Umumnya resiko tersebut sulit diukur, sehingga perlu ketelitian dan
kehati-hatian. Resiko audit terdiri atas resiko inheren/ bawaan, resiko
pengendalian, dan pendeteksian.
1. Resiko
Inheren
Resiko inheren berkenaan dengan
kemungkinan adanya kekeliruan dalam segmen audit yang melampaui batas toleransi
sebelum memper-hitungkan faktor efektivitas pengendalian internal. Resiko
inheren adalah faktor kerentanan laporan keuangan terhadap kekeliruan yang
material dengan asumsi tidak adanya pengendalian internal. Oleh karena itu bila
risiko inheren tinggi, maka auditor harus mengumpulkan bukti audit yang lebih
banyak.
Faktor-faktor yang perlu ditelaah
auditor dalam menetapkan risiko inheren adalah sifat bidang usaha organisasi,
integritas manajemen, motivasi manajemen, hasil audit sebelumnya, hubungan
istimewa, transaksi non rutin, dan kerentanan terhadap fraud.
2. Resiko
Pengendalian
Risiko pengendalian berkenaan dengan
kemungkinan adanya kekeliruan dalam segmen audit yang melampaui batas toleransi
yang tidak terdeteksi atau tidak dapat dicegah oleh pengendalian internal.
Resiko pengendalian dipengaruhi oleh faktor efektivitas pengendalian internal,
dan keandalan penetapan risiko yang direncanakan (penetapan di bawah 100%),
oleh karena itu bila resiko pengendalian ditetapkan tinggi, maka auditor harus
mengumpulkan bukti audit yang lebih banyak.
3. Resiko Pendeteksian
Resiko pendeteksian berkenaan dengan
kemungkinan terjadinya kekeliruan dalam segmen audit yang melampaui batas
toleransi yang tidak terdeteksi karena pengujian menggunakan uji petik,
prosedur audit yang tidak tepat/ salah aplikasi, kekeliruan interpretasi atas
hasil implementasi prosedur audit.

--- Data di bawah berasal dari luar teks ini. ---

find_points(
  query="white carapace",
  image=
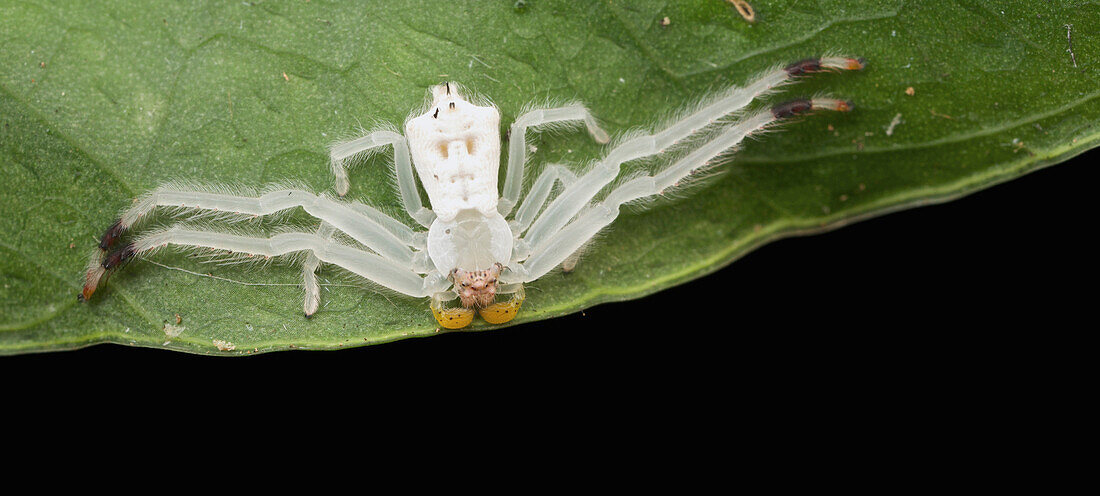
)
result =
(455, 149)
(483, 242)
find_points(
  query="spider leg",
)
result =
(403, 165)
(567, 205)
(375, 230)
(537, 196)
(560, 245)
(387, 273)
(517, 145)
(309, 273)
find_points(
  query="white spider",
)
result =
(472, 251)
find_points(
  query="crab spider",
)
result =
(482, 243)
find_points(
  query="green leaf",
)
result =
(105, 100)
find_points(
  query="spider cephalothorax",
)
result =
(483, 242)
(476, 288)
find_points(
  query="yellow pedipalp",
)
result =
(452, 318)
(502, 312)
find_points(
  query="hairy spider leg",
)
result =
(388, 273)
(373, 229)
(403, 166)
(559, 246)
(574, 198)
(517, 145)
(537, 196)
(309, 273)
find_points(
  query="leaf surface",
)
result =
(105, 100)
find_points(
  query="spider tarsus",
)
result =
(789, 109)
(111, 234)
(119, 256)
(820, 64)
(804, 66)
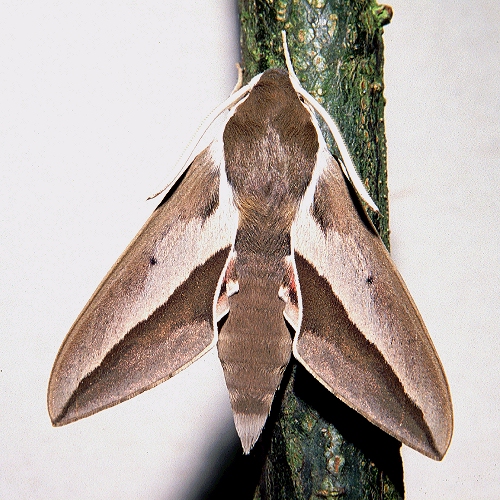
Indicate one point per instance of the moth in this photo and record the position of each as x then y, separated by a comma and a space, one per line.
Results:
262, 234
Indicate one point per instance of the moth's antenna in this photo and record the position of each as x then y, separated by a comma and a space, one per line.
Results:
347, 163
190, 150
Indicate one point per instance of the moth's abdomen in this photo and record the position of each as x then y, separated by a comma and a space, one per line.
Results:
254, 343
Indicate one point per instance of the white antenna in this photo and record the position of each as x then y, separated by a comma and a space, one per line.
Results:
346, 163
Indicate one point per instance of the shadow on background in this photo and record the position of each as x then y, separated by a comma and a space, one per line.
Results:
229, 474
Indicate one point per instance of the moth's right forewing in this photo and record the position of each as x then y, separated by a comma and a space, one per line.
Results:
361, 333
152, 315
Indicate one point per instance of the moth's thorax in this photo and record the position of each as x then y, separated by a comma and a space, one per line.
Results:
270, 149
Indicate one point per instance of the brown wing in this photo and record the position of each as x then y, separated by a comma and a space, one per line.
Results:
361, 334
153, 314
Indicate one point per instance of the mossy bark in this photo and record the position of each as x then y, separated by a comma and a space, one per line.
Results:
314, 447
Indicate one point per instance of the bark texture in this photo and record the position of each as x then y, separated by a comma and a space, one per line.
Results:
314, 447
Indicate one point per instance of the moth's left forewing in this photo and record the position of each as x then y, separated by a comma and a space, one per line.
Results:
153, 314
361, 334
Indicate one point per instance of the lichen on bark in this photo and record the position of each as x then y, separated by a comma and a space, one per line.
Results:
314, 447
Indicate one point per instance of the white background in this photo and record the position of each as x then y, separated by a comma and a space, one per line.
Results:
98, 101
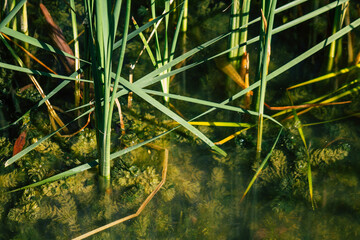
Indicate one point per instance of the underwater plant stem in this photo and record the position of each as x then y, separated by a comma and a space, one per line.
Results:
142, 206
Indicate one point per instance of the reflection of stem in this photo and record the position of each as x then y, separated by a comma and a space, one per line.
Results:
142, 206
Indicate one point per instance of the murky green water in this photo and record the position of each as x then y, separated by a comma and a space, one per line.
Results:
202, 195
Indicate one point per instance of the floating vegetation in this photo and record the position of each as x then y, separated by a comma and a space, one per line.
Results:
83, 145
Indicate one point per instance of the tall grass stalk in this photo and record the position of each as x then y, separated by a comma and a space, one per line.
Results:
76, 51
335, 47
103, 19
185, 18
245, 11
270, 13
24, 26
235, 33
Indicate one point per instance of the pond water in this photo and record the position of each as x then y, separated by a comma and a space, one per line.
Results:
202, 197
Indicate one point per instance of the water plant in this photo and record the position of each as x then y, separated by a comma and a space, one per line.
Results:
104, 69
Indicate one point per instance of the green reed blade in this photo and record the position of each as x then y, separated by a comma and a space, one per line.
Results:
264, 69
208, 103
258, 171
302, 136
48, 96
147, 47
171, 114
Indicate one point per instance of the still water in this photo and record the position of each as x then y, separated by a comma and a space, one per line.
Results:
202, 197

Guna meminimalkan risiko pendeteksian,
auditor harus mengembangkan perencanaan audit secara tepat, dan melakukan
supervisi atas pelaksanaan audit.
Konsep audit berbasis risiko menempatkan
kegiatan observasi dan analisis terhadap pengendalian sebagai starting point,
kemudian mengembangkan auditnya pada bidang/ area yang memerlukan pengujian dan
evaluasi lebih lanjut. Bila pengendalian internal lemah (artinya risiko
pengendalian tinggi), maka auditor cenderung untuk memperluas ruang lingkup
auditnya, sehingga dia memperoleh kayakinan bahwa tanggungjawab auditnya dapat
dilaksanakan sesuai dengan standar profesional yang berlaku.